A Lei Maria da Penha, que surgiu há 12 anos para condenar crimes de violência doméstica contra a mulher, foi lembrada com um multirão de prisões de suspeitos de agressão contra a mulher e, em certos casos, de feminicídio.
O que chama a atenção, nesse cenário no qual dois famosíssimos feminicidas, já octogenários, dão indício de estarem doentes de câncer, é que esses crimes ocorrem porque tais casais, separados pela tragédia criminal, em boa parte se formam em ambientes de noitadas.
A realidade das noitadas, nas quais o amor se reduz a uma mercadoria e um aperitivo para a bebedeira noturna, revela a ganância das redes de boates e casas noturnas que quer monopolizar o processo de paquera e relações amorosas na vida privada desses lugares.
A mídia hegemônica, em muitos casos complacente com o machismo, enfatiza esse consumismo sexual, no qual casais são formados artificialmente pela afinidade provisória de algumas curtições em comum.
A privatização da paquera, na qual um solitário tem que pagar caro para conseguir uma namorada - passagem de ônibus, ingresso e/ou gasto com refeições, que não são baratas e, no caminho da volta para casa, ainda tem que ter o "dinheiro do ladrão" - , mostra o quanto o amor virou aventura de risco.
Movimentos como Chega de Fiu-Fiu não conseguem evitar que os assediadores levem a melhor na chamada vida noturna ("balada", no dialeto Rede Globo-Jovem Pan-grife Reserva).
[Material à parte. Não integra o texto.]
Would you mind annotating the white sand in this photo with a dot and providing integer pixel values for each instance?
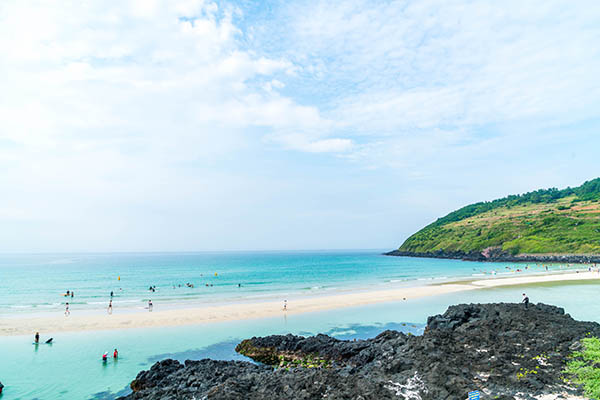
(199, 315)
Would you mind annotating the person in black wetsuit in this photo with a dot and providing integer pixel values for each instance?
(525, 301)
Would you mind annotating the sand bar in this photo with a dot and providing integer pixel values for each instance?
(227, 312)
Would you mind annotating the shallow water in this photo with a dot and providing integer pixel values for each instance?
(71, 368)
(36, 283)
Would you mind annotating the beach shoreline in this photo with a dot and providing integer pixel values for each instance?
(15, 326)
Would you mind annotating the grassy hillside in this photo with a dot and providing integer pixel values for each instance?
(542, 222)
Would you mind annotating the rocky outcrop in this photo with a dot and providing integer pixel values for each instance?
(497, 255)
(504, 350)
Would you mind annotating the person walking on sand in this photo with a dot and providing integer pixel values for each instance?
(525, 301)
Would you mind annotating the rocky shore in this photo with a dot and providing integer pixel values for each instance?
(496, 255)
(503, 350)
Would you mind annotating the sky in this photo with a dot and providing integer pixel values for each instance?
(190, 125)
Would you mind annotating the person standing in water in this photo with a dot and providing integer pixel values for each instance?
(525, 301)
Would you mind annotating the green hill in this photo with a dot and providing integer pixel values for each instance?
(547, 221)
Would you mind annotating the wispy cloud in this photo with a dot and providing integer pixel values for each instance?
(128, 120)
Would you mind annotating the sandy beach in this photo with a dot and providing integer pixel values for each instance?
(199, 315)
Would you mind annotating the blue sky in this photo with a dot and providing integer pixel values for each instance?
(197, 125)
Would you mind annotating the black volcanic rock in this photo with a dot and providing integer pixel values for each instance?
(500, 349)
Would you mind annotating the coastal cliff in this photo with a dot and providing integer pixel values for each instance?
(543, 226)
(503, 350)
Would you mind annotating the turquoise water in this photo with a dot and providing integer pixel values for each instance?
(71, 367)
(36, 283)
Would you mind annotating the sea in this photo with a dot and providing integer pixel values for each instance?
(71, 368)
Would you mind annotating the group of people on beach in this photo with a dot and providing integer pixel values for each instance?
(105, 356)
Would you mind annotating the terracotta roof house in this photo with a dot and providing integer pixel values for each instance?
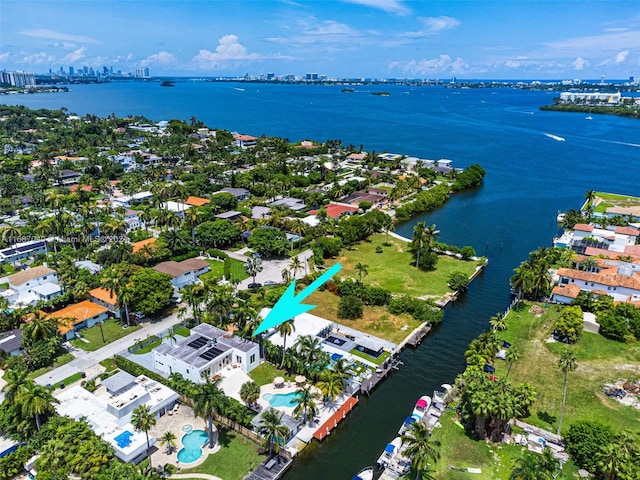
(78, 316)
(103, 297)
(183, 273)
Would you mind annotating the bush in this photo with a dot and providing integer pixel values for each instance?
(458, 282)
(350, 307)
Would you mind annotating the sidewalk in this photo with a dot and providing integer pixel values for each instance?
(85, 360)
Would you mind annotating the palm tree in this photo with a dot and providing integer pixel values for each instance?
(274, 431)
(249, 392)
(513, 355)
(361, 269)
(168, 439)
(421, 448)
(284, 329)
(208, 401)
(142, 420)
(305, 403)
(567, 363)
(253, 266)
(35, 400)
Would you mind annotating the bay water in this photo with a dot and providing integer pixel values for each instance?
(530, 177)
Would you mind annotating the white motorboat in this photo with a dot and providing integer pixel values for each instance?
(365, 474)
(422, 405)
(389, 452)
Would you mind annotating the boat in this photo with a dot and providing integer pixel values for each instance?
(555, 137)
(365, 474)
(389, 452)
(422, 405)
A restrição às cantadas se limita ao período diurno, à rotina das ruas e dos ambientes sociais comuns.
Os assediadores, sabendo disso, já estão evitando a prática nesses horários, indo para a vida noturna com uma conversa mais articulada e uma estratégia de conquista marcada pelo aparente senso de humor.
Ambientes como boates e casas noturnas, que praticamente monopolizam os processos de paquera e formação de casais, são muito perigosos porque também são ambientes onde se consomem álcool e drogas, inclusive ilícitas.
Embora haja uma visão glamourizada da vida noturna, na qual só aparecem pessoas bacanas nos bares, boates e casas noturnas em geral, eles são lugares onde a confiabilidade humana equivale a zero.
A mídia hegemônica, associada com essas casas para fazer propaganda subliminar em telejornais e programas de variedades, o faz visando alimentar o potencial comercial desses estabelecimentos.
Bares, boates e casas noturnas em geral costumam faturar fácil quando sua propaganda está associada à paquera, à vida amorosa, à união de casais.
A visão hedonista viciada de nossa sociedade, que pega desprevenidas até as esquerdas, ignora que a vida noturna é, praticamente, uma "terra sem lei".
Assim como todos os gatos são pardos, todas as pessoas parecem bacanas até o fim de cada noitada, como no bater do relógio do conto de Cinderela.
Até que, com o fim da badalação, as pessoas se revelam em boa parte traiçoeiras, seja de maneira imediata ou não.
É assustador que, nas fotos acima, casais sorridentes tenham tido desfecho tão extremamente violento.
É hora de criar o Chega de Fiu-Fiu da vida noturna, e apostar em ambientes sociais mais saudáveis para as paqueras e a formação de casais.
Também é hora de deixar de lado a valorização do homem como provedor-protetor, sem considerar o caráter e a afinidade pessoal.
Infelizmente, nas redes sociais, havia notado, quando eu usava o Orkut e o Facebook, que os sociopatas valorizavam mais os casais sem afinidade e viam na afinidade pessoal uma frescura e sinônimo de "grude".
A desculpa é a "oportunidade de superar as diferenças", que faz com que as diferenças irreconciliáveis, causa de divórcio em países desenvolvidos, seja vista como "estreitamento (?!) dos laços conjugais".
Vemos o quanto essa "superação de diferenças" resulta, justamente entre usuários de redes sociais, com tantos e tantos feminicídios ocorrendo em todo o Brasil.
Chegou o momento de se rever os critérios de escolha de homens e mulheres para formarem casais, e evitar as conveniências e as afinidades provisórias que só servem para forçar a formação de casais em que o amor só existe da boca para fora.
Devemos prevenir os feminicídios deixando de apostar na aventura perigosa do "amor de noitada".